Sois mon hôte, illustre et d’importance
Je t’attends prête, depuis des années.
Battons les tambours, rions aux éclats,
Rappelons la jeunesse rebelle et révoltée,
Echouée au promontoire, dans un beau pays
Enseveli à jamais dans les livres d’histoire. 

Pour échanger nos succès, nos naufrages
Revendiquons nos accents oubliés
Difficilement imitables, nasillards ou hautains
Des quatre coins de  l’ancienne patrie
Tombée en poussières, au milieu du continent
En pleines cueillettes sur les pâturages.

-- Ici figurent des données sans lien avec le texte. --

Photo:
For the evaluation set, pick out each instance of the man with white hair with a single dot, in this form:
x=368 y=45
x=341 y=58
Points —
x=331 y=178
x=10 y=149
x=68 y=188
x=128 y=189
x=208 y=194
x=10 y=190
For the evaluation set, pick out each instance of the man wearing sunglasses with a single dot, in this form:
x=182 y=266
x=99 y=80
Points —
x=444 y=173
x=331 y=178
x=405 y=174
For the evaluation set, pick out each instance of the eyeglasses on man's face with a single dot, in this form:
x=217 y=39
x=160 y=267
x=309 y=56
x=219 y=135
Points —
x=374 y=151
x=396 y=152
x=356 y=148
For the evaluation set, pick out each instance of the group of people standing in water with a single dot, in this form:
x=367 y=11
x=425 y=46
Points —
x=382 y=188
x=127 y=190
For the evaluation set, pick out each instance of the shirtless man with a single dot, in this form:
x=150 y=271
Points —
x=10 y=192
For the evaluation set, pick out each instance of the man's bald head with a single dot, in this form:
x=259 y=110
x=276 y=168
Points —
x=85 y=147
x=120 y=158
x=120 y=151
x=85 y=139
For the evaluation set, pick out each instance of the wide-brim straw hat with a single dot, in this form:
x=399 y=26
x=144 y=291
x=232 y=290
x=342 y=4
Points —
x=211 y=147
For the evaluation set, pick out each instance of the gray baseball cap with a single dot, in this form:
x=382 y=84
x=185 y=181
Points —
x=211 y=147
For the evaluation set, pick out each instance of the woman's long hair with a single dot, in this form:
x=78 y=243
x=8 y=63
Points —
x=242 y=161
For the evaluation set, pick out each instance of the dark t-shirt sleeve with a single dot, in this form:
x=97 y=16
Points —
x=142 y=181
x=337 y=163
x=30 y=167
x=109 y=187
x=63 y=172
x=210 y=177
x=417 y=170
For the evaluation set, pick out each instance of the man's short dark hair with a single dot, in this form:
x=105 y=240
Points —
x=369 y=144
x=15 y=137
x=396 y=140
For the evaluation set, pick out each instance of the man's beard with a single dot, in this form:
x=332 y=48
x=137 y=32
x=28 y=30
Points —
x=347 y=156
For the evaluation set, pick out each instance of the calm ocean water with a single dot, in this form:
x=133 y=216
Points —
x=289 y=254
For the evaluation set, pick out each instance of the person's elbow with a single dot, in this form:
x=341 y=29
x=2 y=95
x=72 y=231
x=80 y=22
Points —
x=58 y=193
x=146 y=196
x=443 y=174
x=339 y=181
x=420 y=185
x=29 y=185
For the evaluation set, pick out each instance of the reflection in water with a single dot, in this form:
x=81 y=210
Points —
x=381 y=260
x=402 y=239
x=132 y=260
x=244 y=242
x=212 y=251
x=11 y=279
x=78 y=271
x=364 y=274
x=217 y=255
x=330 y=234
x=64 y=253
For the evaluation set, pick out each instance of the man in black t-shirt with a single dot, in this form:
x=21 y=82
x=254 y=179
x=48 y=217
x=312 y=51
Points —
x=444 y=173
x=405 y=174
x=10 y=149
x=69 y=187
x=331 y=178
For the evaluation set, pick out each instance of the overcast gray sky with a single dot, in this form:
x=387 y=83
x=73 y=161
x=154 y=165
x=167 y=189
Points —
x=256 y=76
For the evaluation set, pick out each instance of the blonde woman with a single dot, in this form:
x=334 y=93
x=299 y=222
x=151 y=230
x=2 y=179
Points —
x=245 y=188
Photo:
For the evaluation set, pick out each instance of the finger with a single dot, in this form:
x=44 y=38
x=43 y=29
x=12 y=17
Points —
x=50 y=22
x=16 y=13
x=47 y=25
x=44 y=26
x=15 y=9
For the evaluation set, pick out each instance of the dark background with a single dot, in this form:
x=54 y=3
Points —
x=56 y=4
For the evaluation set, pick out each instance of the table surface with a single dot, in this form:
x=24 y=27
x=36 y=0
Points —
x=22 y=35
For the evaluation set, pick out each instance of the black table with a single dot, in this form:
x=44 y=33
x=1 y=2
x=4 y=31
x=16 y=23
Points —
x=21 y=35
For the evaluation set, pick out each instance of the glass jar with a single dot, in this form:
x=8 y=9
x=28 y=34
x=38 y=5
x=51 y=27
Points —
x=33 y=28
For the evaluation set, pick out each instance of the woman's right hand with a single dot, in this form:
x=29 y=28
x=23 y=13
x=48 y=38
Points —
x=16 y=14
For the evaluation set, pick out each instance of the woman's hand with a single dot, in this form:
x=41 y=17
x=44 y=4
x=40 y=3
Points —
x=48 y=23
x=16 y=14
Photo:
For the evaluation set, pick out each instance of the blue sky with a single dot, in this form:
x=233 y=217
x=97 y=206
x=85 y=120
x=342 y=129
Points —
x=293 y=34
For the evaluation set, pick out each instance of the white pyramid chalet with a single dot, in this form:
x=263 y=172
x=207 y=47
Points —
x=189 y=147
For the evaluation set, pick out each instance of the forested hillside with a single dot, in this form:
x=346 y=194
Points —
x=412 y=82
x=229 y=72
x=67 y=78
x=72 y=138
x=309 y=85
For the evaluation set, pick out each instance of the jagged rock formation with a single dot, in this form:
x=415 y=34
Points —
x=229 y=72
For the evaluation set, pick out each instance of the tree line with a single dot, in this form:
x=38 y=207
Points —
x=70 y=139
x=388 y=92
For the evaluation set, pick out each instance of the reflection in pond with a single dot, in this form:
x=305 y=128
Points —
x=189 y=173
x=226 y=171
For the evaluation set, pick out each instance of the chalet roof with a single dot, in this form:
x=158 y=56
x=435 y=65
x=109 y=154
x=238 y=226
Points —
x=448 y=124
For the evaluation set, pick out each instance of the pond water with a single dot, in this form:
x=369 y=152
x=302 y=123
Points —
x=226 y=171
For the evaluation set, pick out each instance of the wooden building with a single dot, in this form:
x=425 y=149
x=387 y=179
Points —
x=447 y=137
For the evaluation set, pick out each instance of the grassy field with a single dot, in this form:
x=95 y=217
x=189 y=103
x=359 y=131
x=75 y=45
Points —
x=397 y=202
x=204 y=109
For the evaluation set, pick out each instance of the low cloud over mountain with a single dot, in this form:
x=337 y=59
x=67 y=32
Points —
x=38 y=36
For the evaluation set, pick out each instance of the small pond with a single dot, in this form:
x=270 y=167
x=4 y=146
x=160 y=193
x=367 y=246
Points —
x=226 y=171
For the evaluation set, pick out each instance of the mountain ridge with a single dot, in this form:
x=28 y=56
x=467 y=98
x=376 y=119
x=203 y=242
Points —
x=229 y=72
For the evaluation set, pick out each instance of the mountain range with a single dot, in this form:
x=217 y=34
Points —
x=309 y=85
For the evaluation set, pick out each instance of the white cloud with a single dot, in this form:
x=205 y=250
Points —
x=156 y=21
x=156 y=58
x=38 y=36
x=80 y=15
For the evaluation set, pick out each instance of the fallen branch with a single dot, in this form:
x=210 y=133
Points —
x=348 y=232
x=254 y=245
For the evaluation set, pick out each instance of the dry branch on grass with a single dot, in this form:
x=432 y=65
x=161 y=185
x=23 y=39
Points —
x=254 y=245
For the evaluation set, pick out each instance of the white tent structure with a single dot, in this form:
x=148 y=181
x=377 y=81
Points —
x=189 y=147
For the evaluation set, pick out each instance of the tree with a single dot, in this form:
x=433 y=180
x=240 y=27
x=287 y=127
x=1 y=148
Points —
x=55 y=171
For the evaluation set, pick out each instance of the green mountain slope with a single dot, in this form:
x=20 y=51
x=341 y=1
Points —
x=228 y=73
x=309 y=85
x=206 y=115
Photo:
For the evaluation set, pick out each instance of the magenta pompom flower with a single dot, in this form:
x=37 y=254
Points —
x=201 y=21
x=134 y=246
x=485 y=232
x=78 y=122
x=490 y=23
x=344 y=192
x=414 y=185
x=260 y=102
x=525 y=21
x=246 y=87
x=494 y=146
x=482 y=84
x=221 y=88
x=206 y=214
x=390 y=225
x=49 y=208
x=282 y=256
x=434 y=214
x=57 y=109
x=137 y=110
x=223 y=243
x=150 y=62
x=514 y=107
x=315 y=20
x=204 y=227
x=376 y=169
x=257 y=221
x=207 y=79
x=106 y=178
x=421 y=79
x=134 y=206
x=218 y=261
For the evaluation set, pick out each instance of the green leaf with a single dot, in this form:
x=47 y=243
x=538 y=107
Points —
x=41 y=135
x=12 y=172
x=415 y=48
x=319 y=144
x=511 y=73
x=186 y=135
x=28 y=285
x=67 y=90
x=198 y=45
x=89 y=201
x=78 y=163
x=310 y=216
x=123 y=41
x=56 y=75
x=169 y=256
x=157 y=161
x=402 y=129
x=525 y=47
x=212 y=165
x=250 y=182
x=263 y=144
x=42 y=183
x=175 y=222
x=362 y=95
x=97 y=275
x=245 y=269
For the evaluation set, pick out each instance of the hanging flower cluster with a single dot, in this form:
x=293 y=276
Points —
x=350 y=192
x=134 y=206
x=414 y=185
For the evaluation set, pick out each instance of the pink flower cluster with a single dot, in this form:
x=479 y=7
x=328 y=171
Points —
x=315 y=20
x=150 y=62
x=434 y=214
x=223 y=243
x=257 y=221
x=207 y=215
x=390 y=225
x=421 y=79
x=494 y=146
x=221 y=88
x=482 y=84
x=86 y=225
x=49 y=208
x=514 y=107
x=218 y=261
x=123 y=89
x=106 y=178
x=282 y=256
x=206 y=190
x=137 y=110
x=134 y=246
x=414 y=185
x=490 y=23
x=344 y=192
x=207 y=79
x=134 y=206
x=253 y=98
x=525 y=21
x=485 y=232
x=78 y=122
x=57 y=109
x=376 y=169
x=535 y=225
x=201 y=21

Un kaléidoscope d’impressions qui éblouit
S’ouvrira devant nos yeux larmoyants
Nous allons chanter nos airs préférés
Boire  pour amoindrir ce mal du pays 
Et pour redevenir  fillettes délurées
Chastes,  croyant à l’amour éthéré
Yeux grand ouverts, bouches pleines de miel
Au-delà du possible, même en outre-ciel.

  
Loup de mer (année 2008)

Si j’osais traverser cette passerelle,
Sans avoir ni de vertige, ni de nausée
Voir ton visage entouré des nageoires,
M’attendrais-tu, loup de mer, à bord
Où une table nous guette, raffinée
Pour nous offrir un festin jubilatoire

Si j’osais m’attabler, n’étant plus étrangère
Tomberais-je de nouveau dans les pommes
Jouerais-tu avec les sentiments forts
Qui se cristalliseraient sur mon visage
En faisant  trembler mon corps de môme
Caché d’un pull cerise de bord effrangé

Si j’osais avouer qu’elles me consolent,
Tes palabres entamées dans l’air,
Tes paroles solennelles et coulantes,
Perdrais-je à nouveau la boussole,
Devant toi, loup de mer, mon orateur disert

Si j’osais laisser pousser ce rhizome d’amour en moi
Navigant, flottant  avec toi, mon marin, en pleine mer,
Se faufilant entre les terres isolées et inabordables
Tu m’apprivoiserais, comme si j’étais un renard,
D’un seul geste caressant, du tact irréprochable ?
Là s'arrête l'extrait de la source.